Unless you mean that the very existence of a vertical monopoly is a positive externality that keeps the business going. In which case, yes, which is why those firms had to be broken up.

2 comments

You could have a theory of antitrust that allows for both rules - if a company is across multiple fields of business or if a company is too much of a single field, it gets split up. So Standard Oil and Ma Bell get split up for controlling too much of their industries and using it in anti-consumer practices, and Amazon gets split up (AWS vs everything else) because it’s inherently too large and it’s better for the economy for them to be split up.
of course, but i'd argue that too much of a single field is usually a case of a company that's actually in multiple businesses (see the mcdonald's example in a sibling thread).

my simplified perspective is a melding of the brandeisian (big is bad) and the chicago schools (economic efficiency for the win!), touched on in the article, so i certainly have no problems with synthesis in matters of antitrust. =)

strictly speaking, a monopoly by itself is probably not a positive externality, since it isn't external, other than the regulatory permissiveness that allows it. to me a vertical monopoly isn't necessarily a single business, even if the stack as a whole principally delivers a single type of good or service.

if a layer in the stack can thrive on its own as an independent ecosystem, then that's a "separate business", and trust busters should look askew at conglomerations across such boundaries. independent companies will make the whole industry more efficient in the long run, because of competition. in such a configuration, companies can make deals with each other across stack boundaries and even invest in each other as long as a controlling interest hasn't been reached.
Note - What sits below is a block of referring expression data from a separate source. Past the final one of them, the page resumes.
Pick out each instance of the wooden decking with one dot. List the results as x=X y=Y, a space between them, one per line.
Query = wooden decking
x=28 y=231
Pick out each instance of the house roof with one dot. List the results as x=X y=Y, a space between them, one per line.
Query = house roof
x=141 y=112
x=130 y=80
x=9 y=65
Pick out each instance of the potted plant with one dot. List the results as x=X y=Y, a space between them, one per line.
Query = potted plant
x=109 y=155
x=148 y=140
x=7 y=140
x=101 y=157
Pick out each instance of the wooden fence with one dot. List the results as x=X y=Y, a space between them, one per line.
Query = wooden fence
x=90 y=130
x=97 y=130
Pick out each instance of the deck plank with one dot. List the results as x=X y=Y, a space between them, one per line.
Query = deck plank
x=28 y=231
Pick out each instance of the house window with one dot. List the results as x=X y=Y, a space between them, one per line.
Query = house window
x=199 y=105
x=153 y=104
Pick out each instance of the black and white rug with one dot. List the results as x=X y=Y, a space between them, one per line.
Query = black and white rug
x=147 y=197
ma bell for instance vertically integrated telegraph, telephone, transmission, real estate, consumer phones, answering services, and who knows how many other whole businesses together to form its monopoly. many, if not all, of those could have been thriving markets on their own.

I see. I mostly agree, though I definitely think the delineation problem is more difficult with vertical rather than horizontal monopolies, e.g. (to stretch the example), McDonald's franchises currently cook all the food they sell. They could instead buy pre-cooked food from a separate business, but would such a breakup of functions benefit the economy? Where that line is seems like a hard problem for a court to solve.
mcdonald's is actually a good example. it's at least 3 businesses on top of the nominal one of fast food: franchising, supply chain, and real estate. franchisees pay for access to the mcdonald's brand, trademarks, and shared marketing. in addition, mcdonald's corporate provides complete supply chain support, so franchisees buy all of their food and materials through mcdonald's itself or from its approved suppliers. mcdonald's corporate also owns the real estate that many franchises sit atop, so it's a landlord to boot.

it'd be easy to split those businesses into separate ones, as it's plainly obvious that all three businesses can viably stand alone, apart from serving fast food. you might argue that that'd dilute the brand value because the product wouldn't be as uniform, but you just have to look at the international variation to realize that that's not so important to brand value.